Turkey ranks 103rd among 167 countries in global democracy index

Turkey ranked 103rd in the Economist's latest global democracy index. The Economist Intelligence Unit (EIU) categorized Turkey as a "hybrid regime," which is a combination of democratic and autocratic features in the same polity. The report said "many of the indicators cannot go lower" as Turkey has very low points in several categories for democracy.

Duvar English

Turkey ranked 103rd of 167 nations in the Democracy Index 2022- a list of the most and least democratic countries in the world - said The Economist Intelligence Unit (EIU), a news and general affairs publication, in its annual report on Feb. 2.

The ranking system is based on five criteria: electoral process and pluralism, the functioning of the government, political participation, democratic political culture, and civil liberties. In the list, countries are classified according to their scores as "full democracy," "flawed democracy," "hybrid regime," and "authoritarian regime."

Turkey ranked 103rd out of 167 countries on the list and was defined as a "hybrid regime" with a score of 4.35 out of 10, same score as 2021.

The EIU categorized Turkey as the only “hybrid regime” in western Europe -- the second lowest after “authoritarian regime.”

While Afghanistan received 0.32 points in the last spot, Norway received 9.88 points in the first spot.

Turkey received 3.5 over 10 for electoral process and pluralism, 5.0 for the functioning of government, 5.56 for political participation, 5.63 for democratic political culture, and 2.06 for civil liberties.

Turkey had achieved its highest figure in 2012 with 5.76 points in the report, which has been published since 2006. Turkey's score was above 5 until 2017.

The report indicated that Turkey’s democratic values have been continuing to erode, where "the elections are generally not free and just, the media is subjected to censorship, the rule of law is very weak, and corruption is widespread."

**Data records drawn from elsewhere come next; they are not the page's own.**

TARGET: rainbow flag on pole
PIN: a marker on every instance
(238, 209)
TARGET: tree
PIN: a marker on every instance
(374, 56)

Criticizing the leadership of President Recep Tayyip Erdoğan, the report said Turkey's decreasing trend shows the "increasing authoritarianism of the autocratic president."

"Turkey’s point did not change. Erdoğan increased the pressure on the media, opposition, and public in 2022, although the country has very low points in these categories; hence, many of the indicators cannot go lower," it added.

Additionally, the report mentioned the disinformation law and new election law as examples of the ruling Justice and Development Party’s (AKP) growing authoritarianism. The disinformation law was enacted as a tool to particularly control social media and opponents as it rules jail time for those who “spread false information.”

Also, the new election law enabled AKP to appoint pro-government judges to election boards and made it more difficult for small parties to enter parliament through electoral coalitions according to the report.

45.3% of the world's population lives in democratic countries, while 36.9% of the population lives under authoritarian regimes. The global point scored 5.29 over 10 without any significant change from the previous years, signifying the worldwide democratic stagnation that has been experienced in recent years.